What do u suggest I do to avoid this issue?

julibeg commented 9 months ago

We will add a filter to remove such variants in the next release which should go out early next week. Unless you desperately need the results for barcode31 until then, I think the easiest workaround for you is to just drop this barcode from the input and run the wf only on the other barcodes for now.

dnharry commented 9 months ago

Sure, thank you very much!

julibeg commented 9 months ago

Looks like this is caused by an issue with how variants are annotated in Medaka. @dnharry, could you share the reads of barcode31 with us so that we can reproduce the problem and fix it upstream? Thanks!

dnharry commented 9 months ago

I sure can but it has multiple fastq files which sum to ~70 MB The link below is to a zipped of the fastq.gz files https://drive.google.com/file/d/1K6RnuiihwN3u0f2p8RaHbhSpk9wWMs8_/view?usp=drive_link

dnharry commented 9 months ago

I have also noticed the medaka.consensus.fasta in the consensus is the reference sequences instead of for the sample.

julibeg commented 9 months ago

I have also noticed the medaka.consensus.fasta in the consensus is the reference sequences instead of for the sample.
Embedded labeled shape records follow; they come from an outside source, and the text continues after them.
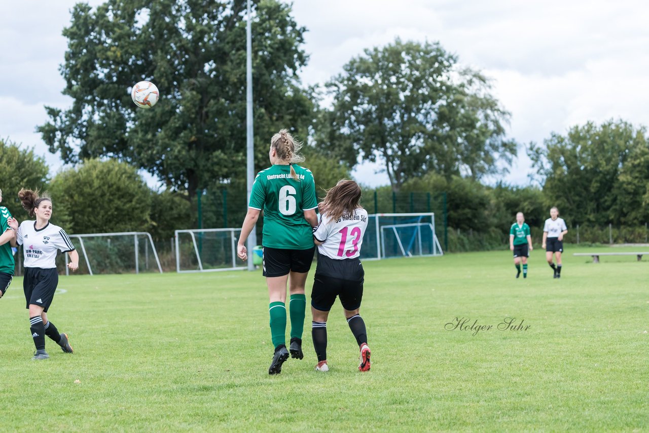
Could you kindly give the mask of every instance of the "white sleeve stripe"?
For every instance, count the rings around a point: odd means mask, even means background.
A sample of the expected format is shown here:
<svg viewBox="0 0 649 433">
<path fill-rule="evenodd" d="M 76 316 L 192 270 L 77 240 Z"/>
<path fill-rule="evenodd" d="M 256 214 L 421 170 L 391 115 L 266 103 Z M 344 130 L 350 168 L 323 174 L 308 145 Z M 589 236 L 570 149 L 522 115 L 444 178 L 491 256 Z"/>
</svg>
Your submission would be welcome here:
<svg viewBox="0 0 649 433">
<path fill-rule="evenodd" d="M 72 245 L 72 241 L 71 241 L 70 238 L 67 237 L 67 234 L 66 233 L 65 230 L 61 229 L 58 232 L 61 234 L 61 237 L 63 238 L 63 241 L 66 243 L 66 245 L 67 245 L 67 247 L 74 248 L 74 246 Z"/>
<path fill-rule="evenodd" d="M 73 250 L 75 249 L 74 245 L 72 245 L 72 241 L 70 241 L 70 238 L 67 237 L 67 234 L 63 230 L 58 230 L 58 232 L 61 234 L 61 238 L 63 238 L 63 241 L 65 243 L 66 246 L 70 249 L 70 250 Z"/>
</svg>

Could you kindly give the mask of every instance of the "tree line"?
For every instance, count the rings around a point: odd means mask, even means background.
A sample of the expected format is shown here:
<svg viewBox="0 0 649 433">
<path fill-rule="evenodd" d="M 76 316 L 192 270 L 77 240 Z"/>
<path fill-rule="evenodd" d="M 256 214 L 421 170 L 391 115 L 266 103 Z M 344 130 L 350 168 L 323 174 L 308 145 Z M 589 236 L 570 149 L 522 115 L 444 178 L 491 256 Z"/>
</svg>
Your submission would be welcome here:
<svg viewBox="0 0 649 433">
<path fill-rule="evenodd" d="M 49 119 L 38 127 L 50 151 L 71 168 L 49 179 L 44 162 L 28 151 L 27 168 L 8 166 L 3 181 L 13 184 L 6 173 L 24 170 L 15 178 L 20 186 L 60 194 L 60 215 L 76 225 L 68 227 L 73 232 L 114 231 L 121 221 L 129 230 L 148 227 L 162 238 L 197 226 L 199 197 L 204 227 L 238 224 L 242 211 L 235 210 L 245 208 L 245 5 L 77 5 L 63 31 L 68 50 L 60 69 L 63 93 L 73 103 L 46 107 Z M 506 135 L 510 114 L 491 93 L 489 77 L 464 67 L 439 42 L 397 39 L 368 48 L 328 82 L 306 87 L 300 74 L 308 62 L 307 29 L 291 5 L 255 0 L 253 10 L 257 170 L 269 164 L 270 137 L 289 127 L 305 141 L 304 165 L 319 191 L 349 177 L 363 161 L 378 162 L 395 193 L 445 192 L 453 232 L 479 234 L 485 245 L 502 241 L 519 210 L 532 226 L 554 205 L 569 224 L 640 226 L 649 219 L 644 127 L 587 123 L 553 132 L 542 145 L 517 143 Z M 130 101 L 129 87 L 141 79 L 160 89 L 153 109 Z M 22 155 L 3 145 L 6 155 Z M 506 173 L 523 149 L 535 169 L 529 186 L 484 184 L 485 177 Z M 162 190 L 152 192 L 140 171 L 160 179 Z M 365 190 L 366 197 L 373 192 Z M 73 217 L 84 212 L 79 210 L 84 199 L 102 215 Z M 223 200 L 232 210 L 217 217 Z M 123 210 L 104 212 L 104 206 Z"/>
</svg>

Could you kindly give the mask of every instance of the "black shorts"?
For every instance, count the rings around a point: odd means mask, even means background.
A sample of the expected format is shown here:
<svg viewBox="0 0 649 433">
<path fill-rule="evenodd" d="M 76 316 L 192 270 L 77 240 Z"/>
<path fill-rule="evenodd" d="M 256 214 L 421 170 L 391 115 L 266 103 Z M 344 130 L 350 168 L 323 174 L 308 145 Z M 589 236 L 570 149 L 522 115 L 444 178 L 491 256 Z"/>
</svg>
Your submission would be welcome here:
<svg viewBox="0 0 649 433">
<path fill-rule="evenodd" d="M 520 243 L 514 245 L 514 257 L 529 257 L 530 245 L 527 243 Z"/>
<path fill-rule="evenodd" d="M 14 276 L 11 274 L 0 272 L 0 296 L 4 296 L 5 293 L 6 293 L 13 278 Z"/>
<path fill-rule="evenodd" d="M 58 285 L 58 273 L 56 267 L 47 269 L 25 267 L 23 289 L 25 290 L 27 308 L 29 308 L 30 304 L 40 305 L 47 313 Z"/>
<path fill-rule="evenodd" d="M 329 311 L 338 297 L 345 310 L 358 308 L 363 299 L 364 277 L 363 265 L 358 258 L 336 260 L 318 254 L 311 306 Z"/>
<path fill-rule="evenodd" d="M 311 269 L 315 247 L 308 249 L 262 248 L 262 265 L 264 277 L 284 277 L 289 272 L 304 273 Z"/>
<path fill-rule="evenodd" d="M 545 240 L 545 251 L 563 253 L 563 241 L 559 240 L 559 238 L 548 238 Z"/>
</svg>

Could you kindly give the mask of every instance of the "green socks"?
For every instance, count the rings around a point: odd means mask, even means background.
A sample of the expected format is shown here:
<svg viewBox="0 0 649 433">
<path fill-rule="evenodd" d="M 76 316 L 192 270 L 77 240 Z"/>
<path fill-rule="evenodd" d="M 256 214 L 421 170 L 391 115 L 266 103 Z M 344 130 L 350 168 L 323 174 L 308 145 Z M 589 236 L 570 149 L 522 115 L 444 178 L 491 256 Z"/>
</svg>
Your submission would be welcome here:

Does this mean that the report shows variants for a sample which are not reflected in the consensus? The consensus is generated by incorporating the variants found by medaka into the provided reference. So overall, the sequences should look fairly similar depending on how many variants were found.

cjw85 commented 9 months ago

Hi @dnharry,

I'm the lead developer of medaka, amongst other things, the google drive link you have posted requires you to grant permissions. I have requested access.

dnharry commented 9 months ago

Oh I have granted access

dnharry commented 9 months ago

.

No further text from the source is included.